Its share price on July 14 was $13.38. And at that time, Celsius’ stock ranked a 96 on Momentum — indicating it had strong upward movement in share price.
Now, some investors might have looked at that stock chart in July and been discouraged that they missed the stock’s big move.
However, since then, the stock has moved up to $22 per share — a 64% gain in just three months!
We Didn’t Miss the Boat on Celsius Holdings
Take a look at Celsius Holdings’ stock performance this year:
To compare, the S&P 500 has only gone up by 8% since July 14.
So this high-momentum stock is beating the market by more than eight times!
And my Green Zone Ratings model tells us this stock will continue to crush the market.
It now ranks a 99 on Momentum and an 81 overall!
Celsius makes beverages.
Another drink maker you’re surely familiar with is Monster Beverage Corp. (Nasdaq: MNST). Its shares traded for less than $1 in early 2005.
They rocketed as high as $7.93 in 2006. If investors didn’t buy the stock then because they feared they’d missed the move, well, it was their loss!
Today, shares of MNST trade for more than $80.
That’s nearly a 1,000% gain if you bought the company’s shares at their 2006 high!
Now, that’s just a couple of examples, but here’s the historical proof.
Momentum Trading: Proof That You Can Beat the Market
In 1993, the seminal paper on momentum was published: “Returns to Buying Winners and Selling Losers: Implications for Stock Market Efficiency” by Jegadeesh and Titman.
Finally, after spending years getting ridiculed as foolish for not believing that it’s impossible to “beat the market” — and that the key to doing so was as simple as “buy because it’s going up” — momentum traders were getting their due!

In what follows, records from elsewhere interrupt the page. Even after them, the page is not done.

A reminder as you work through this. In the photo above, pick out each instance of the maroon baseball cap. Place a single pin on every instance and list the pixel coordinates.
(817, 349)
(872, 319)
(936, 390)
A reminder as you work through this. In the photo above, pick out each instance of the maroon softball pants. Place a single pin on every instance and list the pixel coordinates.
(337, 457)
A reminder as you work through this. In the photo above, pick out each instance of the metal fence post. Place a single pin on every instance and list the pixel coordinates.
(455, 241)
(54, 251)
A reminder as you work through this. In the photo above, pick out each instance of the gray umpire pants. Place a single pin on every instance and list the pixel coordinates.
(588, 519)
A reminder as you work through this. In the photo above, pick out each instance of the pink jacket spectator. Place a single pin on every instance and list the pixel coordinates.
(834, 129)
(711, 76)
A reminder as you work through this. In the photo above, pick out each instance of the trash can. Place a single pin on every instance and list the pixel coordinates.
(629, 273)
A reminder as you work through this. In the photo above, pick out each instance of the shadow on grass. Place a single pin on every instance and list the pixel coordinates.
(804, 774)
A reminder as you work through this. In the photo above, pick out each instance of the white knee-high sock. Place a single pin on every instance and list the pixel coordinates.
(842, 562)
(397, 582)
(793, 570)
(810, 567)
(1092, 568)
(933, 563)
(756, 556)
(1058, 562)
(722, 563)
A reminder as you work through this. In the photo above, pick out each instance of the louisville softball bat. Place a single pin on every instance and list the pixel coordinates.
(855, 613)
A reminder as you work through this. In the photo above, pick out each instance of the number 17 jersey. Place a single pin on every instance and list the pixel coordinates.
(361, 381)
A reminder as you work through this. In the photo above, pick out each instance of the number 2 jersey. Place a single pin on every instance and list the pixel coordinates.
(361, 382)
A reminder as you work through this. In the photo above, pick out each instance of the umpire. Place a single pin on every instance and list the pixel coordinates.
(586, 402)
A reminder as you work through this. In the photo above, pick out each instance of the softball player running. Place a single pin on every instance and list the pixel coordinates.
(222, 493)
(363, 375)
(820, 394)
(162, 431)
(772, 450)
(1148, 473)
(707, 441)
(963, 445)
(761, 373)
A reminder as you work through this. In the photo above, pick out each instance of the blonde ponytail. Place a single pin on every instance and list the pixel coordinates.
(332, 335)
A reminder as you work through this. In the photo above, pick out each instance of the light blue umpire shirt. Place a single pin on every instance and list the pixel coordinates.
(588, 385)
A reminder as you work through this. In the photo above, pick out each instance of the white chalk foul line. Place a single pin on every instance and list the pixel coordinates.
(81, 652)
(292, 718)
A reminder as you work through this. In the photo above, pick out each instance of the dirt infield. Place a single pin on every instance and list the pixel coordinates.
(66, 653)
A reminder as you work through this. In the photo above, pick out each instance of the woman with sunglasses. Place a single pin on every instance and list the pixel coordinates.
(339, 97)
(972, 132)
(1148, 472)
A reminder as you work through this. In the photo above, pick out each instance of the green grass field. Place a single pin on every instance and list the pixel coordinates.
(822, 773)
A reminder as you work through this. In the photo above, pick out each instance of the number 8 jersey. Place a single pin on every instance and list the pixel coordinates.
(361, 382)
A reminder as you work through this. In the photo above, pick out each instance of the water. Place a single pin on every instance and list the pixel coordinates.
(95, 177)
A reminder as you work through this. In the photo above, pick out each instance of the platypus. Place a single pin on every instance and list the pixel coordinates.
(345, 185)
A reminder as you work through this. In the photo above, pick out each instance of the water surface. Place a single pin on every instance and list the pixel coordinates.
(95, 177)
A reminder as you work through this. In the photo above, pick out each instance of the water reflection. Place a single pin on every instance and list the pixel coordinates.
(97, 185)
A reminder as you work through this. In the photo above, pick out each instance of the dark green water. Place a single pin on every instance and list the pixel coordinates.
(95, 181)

Jegadeesh and Titman proved that momentum works on individual U.S. stocks.
If this interests you as much as it interests me, I recommend checking out two papers:
But if you’re just here for the basics, know that the Momentum Principle has worked across multiple asset classes:
- Country stock market indexes (1997).
- Portfolios of mutual funds (1997).
- Foreign stocks (1998).
- Foreign currencies (1999).
- Industry groups (1999).
- Emerging-market stocks (1999).
- Commodity futures (2006).
- Commodity spot prices (2008).
- Bonds (2012).
And as for why the Momentum Principle (buying high and selling higher) works…
Our Behavior: Why Momentum Investing Works
Most of the prevailing explanations are “behavioral.” Meaning, they’re related to specific behaviors that investors exhibit.
These include:
- “Herding,” where individual investors tend to jump on the bandwagon when they see a larger group of other investors do the same thing.
- “Confirmation bias,” where individuals tend to believe information that confirms their pre-existing belief, more so than information that’s contrary to it.
- “Anchoring bias,” where investors place too much emphasis on one piece of information that is now outdated.
- “Disposition effect,” where investors feel an urge to sell winning positions quickly to feel the thrill of locking in a win and to hold on to losing positions for too long to avoid the feeling of taking a loss.
These biases, or “mental glitches” as I like to call them, are baked into the human psyche.
We all suffer from them. We have suffered from them for all of human history, and we always will.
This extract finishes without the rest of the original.